A close relationship between plant stresses and reactive oxygen species (ROS) is commonly reported [12,28,75]. The localization of hydrogen peroxide showed that oxidative stresses were highly increased for seedlings in FR and HPS, while they were largely decreased for seedlings in LED-mix and LED-w. In the case of oxidative stresses, plants can control levels of ROS by activating the antioxidant enzyme activities as a defense mechanism [76,77,78]. In this study, it was found that the activities of antioxidant enzymes were correlated with oxidative stresses. An increase in the activities of antioxidant enzymes (SOD, GPX, and CAT) under oxidative stresses has been observed in several plants [79,80,81]. Nucleoside diphosphate kinase 1 (NDPK 1) plays a major role in the synthesis of nucleoside triphosphates other than ATP. It also plays a role in the response to reactive oxygen species (ROS) stresses in Arabidopsis [82]. In accordance with the activity of SOD, the relative expression level of NDPK 1 was significantly reduced in seedlings grown under LED-w, LED-mix, and FR compared with that of seedlings in HPS. The high radiant heat emissions and low photosynthetic active radiation (PAR) of HPS form an unfavorable environment and increase the thermal damage for plants [83]. The photosynthetic efficiency can also be drastically decreased by oxidative stresses [12]. We also found that the stomatal structure and properties, growth parameters, expression of photosynthetic genes and proteins, and the accumulation of photosynthates were all negatively influenced by oxidative stresses. Meanwhile, red and blue lights could alleviate the damage caused by some oxidative stresses [12]. Consistently, the oxidative stresses were quite low in C. lanceolata seedlings grown under LED-mix.

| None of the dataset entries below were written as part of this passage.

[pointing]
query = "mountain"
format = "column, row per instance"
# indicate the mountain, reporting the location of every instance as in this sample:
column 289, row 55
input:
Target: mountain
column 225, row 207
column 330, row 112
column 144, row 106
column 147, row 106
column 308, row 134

In this study, the effects of supplementary light sources and their monochromatic light proportions on plant growth and development were studied. Leaf and stomatal properties, chlorophyll, ROS, and antioxidant levels well explained the influence of supplementary light sources on photosynthesis from structural, physiological, and biochemical levels. In addition, the characterization of gene and protein expressions shed light on the molecular mechanisms of photosynthesis. However, a logical rigorous mechanism by which light sources affect photosynthesis has not been concluded from this study. To achieve this goal, further research of leaf anatomy, stomata and chloroplast structures, photosynthesis, and protein interactions should be carried out. LED technology enables the study of the effects of monochromatic lights. Studying the effects of monochromatic lights on the expression of specific genes and proteins will be the next step in research. Silencing and overexpression of genes can be used to study the functions of specific genes. Moreover, this study believes that the compactness of the shoots was closely related to blue light, and such mechanisms need further study.

4. Materials and Methods

4.1. Culture Conditions and Supplementary Light Treatments

This study chose HPS (BLV Licht-Und Vakuumtechnik, Steinhöring, Germany) and MH (SunLumen Lighting, Gyeongju, Republic of Korea) as the control because these two light sources are commonly used in commercial seedling production. An intersecting set of FR (Philips Lighting, Amsterdam, The Netherlands), LED-w (Victory Lighting, Seoul, Republic of Korea), and LED-mix (Custom made, SungKwang LED, Incheon, Republic of Korea) was used to figure out the optimal light source and their effects on the growth and physiology of C. lanceolata. Seedlings were cultured under various sources of supplementary light (Figure 1) in a glasshouse for 4 weeks, with a 16-h photoperiod with a 120 μmol·m−2·s−1 photosynthetic photon flux density (PPFD), in addition to an average daily maximum light intensity of 490 μmol·m−2·s−1 PPFD coming from the sun with a 14-h photoperiod, 30 °C/22 °C day/night temperatures, and 70% relative humidity. The spectrum of light sources was measured by spectroradiometers (International Light Technologies, Peabody, MA, USA). The growth parameters were recorded and plants were harvested for physiological and biochemical analyses after four weeks of treatment.

4.2. Scanning Electron Microscopic (SEM) Analysis of the Stomata

Leaves were carefully excised and kept in 1.5 mL centrifuge tubes where 2.5% glutaraldehyde was added, followed by an 8-h incubation at 4 °C. The glutaraldehyde was washed using a 0.1 M phosphate buffer (PBS, pH 7.0). Samples were fixed in 1% osmic acid (OsO4) for 2 h at 4 °C. Subsequently, they were dehydrated in graded series of ethanol (30%, 50%, 70%, 90%, and 100%). After dehydration, samples were dried, gold coated, examined, and photographed under DS-130 ISI (Oxford, UK) scanning electron microscope.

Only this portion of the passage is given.